UBS Luxembourg was the vehicle's named investment manager and custodian. The Financial Times says it has seen court documents in which the CSSF states that managers which incorrectly calculate net asset value or breach the investment fund rules may compensate investors on a voluntary basis.
The CSSF told investors privately that it is not obliged to enforce the compensation rules laid out in circulars.
However, Albert Biebuyck of Investor Protection Europe, which represents the Luxalpha investors, said it was "selectively" applying its rules. He pointed out that the regulator recently fined another financial institution €125,000 for failing to comply with a separate circular. Biebuyck is reportedly urging Luxalpha's liquidators to demand CSSF enforce the rules on compensation.

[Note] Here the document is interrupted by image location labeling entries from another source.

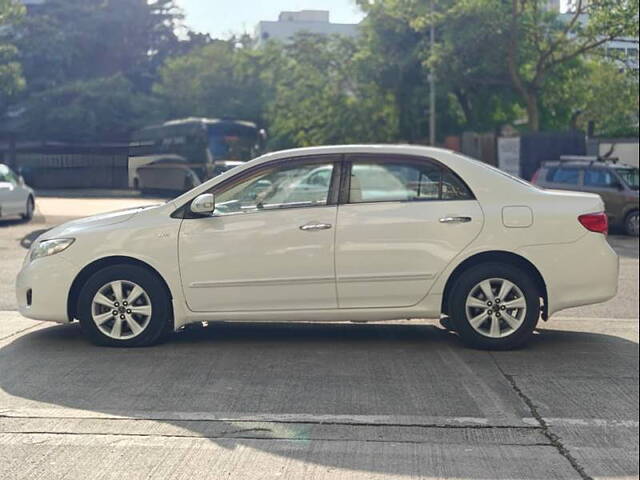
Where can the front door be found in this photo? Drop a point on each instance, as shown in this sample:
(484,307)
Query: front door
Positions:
(403,222)
(269,244)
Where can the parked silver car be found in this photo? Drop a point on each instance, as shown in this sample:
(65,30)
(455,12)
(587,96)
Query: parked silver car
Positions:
(616,183)
(16,198)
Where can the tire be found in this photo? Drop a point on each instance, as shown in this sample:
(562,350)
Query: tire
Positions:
(29,209)
(631,224)
(142,322)
(493,332)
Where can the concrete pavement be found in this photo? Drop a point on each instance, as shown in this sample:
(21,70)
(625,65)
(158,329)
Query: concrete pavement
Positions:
(375,401)
(320,401)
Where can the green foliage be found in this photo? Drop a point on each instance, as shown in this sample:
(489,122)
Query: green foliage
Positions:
(93,70)
(11,79)
(320,97)
(106,109)
(594,90)
(217,80)
(70,40)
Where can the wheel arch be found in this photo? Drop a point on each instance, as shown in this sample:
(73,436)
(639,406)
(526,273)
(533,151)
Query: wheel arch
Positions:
(96,265)
(499,256)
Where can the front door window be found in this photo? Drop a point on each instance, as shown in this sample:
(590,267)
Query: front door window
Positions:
(299,185)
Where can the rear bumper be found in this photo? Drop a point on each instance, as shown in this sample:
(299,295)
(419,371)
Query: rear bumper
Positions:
(579,273)
(42,289)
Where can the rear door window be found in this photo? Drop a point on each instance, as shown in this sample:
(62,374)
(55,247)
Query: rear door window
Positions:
(599,177)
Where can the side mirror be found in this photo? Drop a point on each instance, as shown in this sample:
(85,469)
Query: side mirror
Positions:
(203,204)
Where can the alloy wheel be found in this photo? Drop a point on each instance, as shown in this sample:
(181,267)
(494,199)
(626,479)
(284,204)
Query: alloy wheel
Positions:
(121,309)
(496,308)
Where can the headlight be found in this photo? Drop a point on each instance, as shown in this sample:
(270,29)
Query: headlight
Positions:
(51,247)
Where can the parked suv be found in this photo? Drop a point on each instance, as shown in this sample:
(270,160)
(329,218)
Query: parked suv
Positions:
(616,183)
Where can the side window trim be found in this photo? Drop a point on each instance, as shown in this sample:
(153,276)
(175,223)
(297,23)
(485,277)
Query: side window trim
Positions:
(332,197)
(345,187)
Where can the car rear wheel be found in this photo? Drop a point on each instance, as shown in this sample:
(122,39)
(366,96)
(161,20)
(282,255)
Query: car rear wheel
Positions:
(124,306)
(495,306)
(631,224)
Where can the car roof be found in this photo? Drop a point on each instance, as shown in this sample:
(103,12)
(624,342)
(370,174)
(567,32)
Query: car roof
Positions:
(584,163)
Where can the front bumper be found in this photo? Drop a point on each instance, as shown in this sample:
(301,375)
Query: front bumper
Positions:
(42,289)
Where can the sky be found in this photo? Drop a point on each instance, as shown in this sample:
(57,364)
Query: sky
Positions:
(222,18)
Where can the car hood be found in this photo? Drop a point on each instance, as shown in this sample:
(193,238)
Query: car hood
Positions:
(74,227)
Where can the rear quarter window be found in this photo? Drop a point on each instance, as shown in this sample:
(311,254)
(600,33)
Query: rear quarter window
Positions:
(569,176)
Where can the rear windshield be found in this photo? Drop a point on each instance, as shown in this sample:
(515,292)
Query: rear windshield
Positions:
(505,174)
(629,176)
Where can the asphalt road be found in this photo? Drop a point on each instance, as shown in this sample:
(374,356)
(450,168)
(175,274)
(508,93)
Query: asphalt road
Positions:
(339,401)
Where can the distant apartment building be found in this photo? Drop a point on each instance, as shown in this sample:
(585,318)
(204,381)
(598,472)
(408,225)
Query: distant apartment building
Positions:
(290,23)
(32,4)
(623,49)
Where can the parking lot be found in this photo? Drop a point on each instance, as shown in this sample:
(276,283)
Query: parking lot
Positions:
(374,401)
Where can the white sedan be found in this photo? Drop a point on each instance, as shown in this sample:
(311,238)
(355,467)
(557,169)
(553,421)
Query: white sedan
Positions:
(16,198)
(391,232)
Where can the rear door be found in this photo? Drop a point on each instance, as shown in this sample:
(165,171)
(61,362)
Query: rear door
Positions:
(401,221)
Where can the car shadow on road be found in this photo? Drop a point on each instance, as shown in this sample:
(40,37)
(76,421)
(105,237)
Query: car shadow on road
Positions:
(233,377)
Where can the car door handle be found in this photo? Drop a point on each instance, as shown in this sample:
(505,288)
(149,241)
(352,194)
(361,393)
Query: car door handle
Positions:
(455,219)
(309,227)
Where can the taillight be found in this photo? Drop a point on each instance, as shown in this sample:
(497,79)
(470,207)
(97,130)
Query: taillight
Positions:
(595,222)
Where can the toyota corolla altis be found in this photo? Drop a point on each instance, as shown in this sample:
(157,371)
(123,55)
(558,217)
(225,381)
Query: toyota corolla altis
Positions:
(344,233)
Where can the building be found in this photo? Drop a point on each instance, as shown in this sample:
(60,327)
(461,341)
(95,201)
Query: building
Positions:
(290,23)
(32,5)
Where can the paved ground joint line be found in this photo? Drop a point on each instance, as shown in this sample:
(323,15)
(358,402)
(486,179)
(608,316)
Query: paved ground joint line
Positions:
(21,331)
(552,437)
(238,434)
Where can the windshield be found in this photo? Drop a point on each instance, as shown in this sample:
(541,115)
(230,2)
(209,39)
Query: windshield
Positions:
(629,177)
(232,142)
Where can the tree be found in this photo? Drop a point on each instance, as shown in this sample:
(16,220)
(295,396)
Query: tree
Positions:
(101,110)
(220,79)
(540,42)
(11,79)
(72,40)
(321,97)
(597,90)
(485,46)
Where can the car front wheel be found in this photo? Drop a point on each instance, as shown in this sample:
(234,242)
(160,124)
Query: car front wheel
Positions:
(124,306)
(495,306)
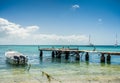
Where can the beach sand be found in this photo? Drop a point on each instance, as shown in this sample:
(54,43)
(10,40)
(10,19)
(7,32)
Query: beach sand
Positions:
(35,76)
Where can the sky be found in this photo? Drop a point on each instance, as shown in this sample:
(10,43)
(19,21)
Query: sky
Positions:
(63,22)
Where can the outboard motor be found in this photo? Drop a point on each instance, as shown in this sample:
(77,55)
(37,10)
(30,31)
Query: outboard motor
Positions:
(17,59)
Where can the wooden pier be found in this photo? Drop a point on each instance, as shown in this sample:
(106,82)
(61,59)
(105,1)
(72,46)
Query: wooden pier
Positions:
(56,53)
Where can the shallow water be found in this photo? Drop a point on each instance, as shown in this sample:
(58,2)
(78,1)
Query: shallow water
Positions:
(61,70)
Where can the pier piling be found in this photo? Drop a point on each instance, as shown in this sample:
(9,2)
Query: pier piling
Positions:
(53,54)
(67,55)
(102,58)
(87,56)
(77,56)
(108,58)
(41,53)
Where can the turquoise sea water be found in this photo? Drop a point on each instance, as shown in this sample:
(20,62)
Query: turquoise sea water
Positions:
(61,69)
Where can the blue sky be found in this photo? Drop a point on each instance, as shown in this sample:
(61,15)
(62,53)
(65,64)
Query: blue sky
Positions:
(71,21)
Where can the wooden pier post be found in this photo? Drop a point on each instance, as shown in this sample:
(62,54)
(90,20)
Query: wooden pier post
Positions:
(108,58)
(102,58)
(59,54)
(67,55)
(87,56)
(53,54)
(41,53)
(77,56)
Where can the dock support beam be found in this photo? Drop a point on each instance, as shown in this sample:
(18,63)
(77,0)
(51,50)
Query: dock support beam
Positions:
(67,55)
(108,59)
(77,56)
(87,56)
(59,54)
(102,58)
(53,54)
(41,53)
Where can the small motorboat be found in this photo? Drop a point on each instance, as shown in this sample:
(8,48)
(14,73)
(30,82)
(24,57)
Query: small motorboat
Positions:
(14,57)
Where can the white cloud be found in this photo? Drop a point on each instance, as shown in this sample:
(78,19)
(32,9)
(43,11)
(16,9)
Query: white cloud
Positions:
(11,33)
(100,20)
(75,6)
(11,29)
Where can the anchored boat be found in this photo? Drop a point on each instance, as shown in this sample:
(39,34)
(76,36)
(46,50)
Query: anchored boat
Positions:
(14,57)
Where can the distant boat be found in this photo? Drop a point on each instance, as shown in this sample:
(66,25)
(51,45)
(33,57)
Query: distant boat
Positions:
(14,57)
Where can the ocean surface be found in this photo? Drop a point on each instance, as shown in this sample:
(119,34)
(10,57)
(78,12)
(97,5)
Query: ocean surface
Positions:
(60,70)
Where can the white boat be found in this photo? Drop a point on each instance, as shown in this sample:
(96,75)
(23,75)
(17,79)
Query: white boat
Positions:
(14,57)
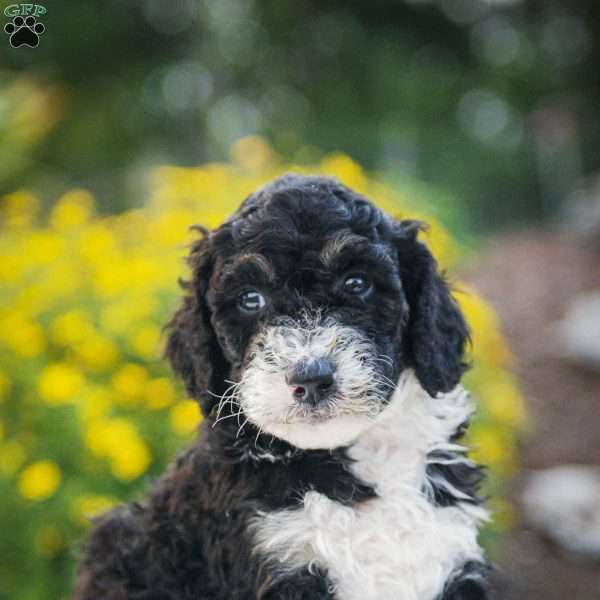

He accused the regulator of not coming down hard on UBS because it feared that the bank would move jobs and investment out of the grand duchy. UBS declined to comment. Biebuyck added that by acknowledging its rules were not mandatory, the CSSF was "undermining its own authority" as a financial supervisor. Luxembourg is the biggest centre for funds in Europe and the second-largest in the world.
Luxalpha was put into liquidation by a Luxembourg Court decision of 2 April 2009, after it was removed from the official list of Luxembourg investment funds as of 3 February 2009. According to Wagener & Associés the "decision was motivated by the fact that UBS Luxembourg SA had signed, on 5 February 2005, a sub-custodian agreement with the company Bernard L Madoff Investment Securities LLC."
Madoff was arrested on Dec. 11, 2008, after he told his sons his firm was a fraud and his family contacted investigators.
He spent some customer funds on his family and friends, used new funds to repay older investors and issued fake account statements to make customers think he was making them money. Prosecutors have estimated that $65bn was wiped out.
Madoff, 80, is serving a 150-year prison term in a medium security North Carolina prison for what is considered the biggest Ponzi scheme in financial history.
In imposing that sentence, Judge Denny Chin, now a federal appellate judge in New York, called Madoff's crimes "extraordinarily evil."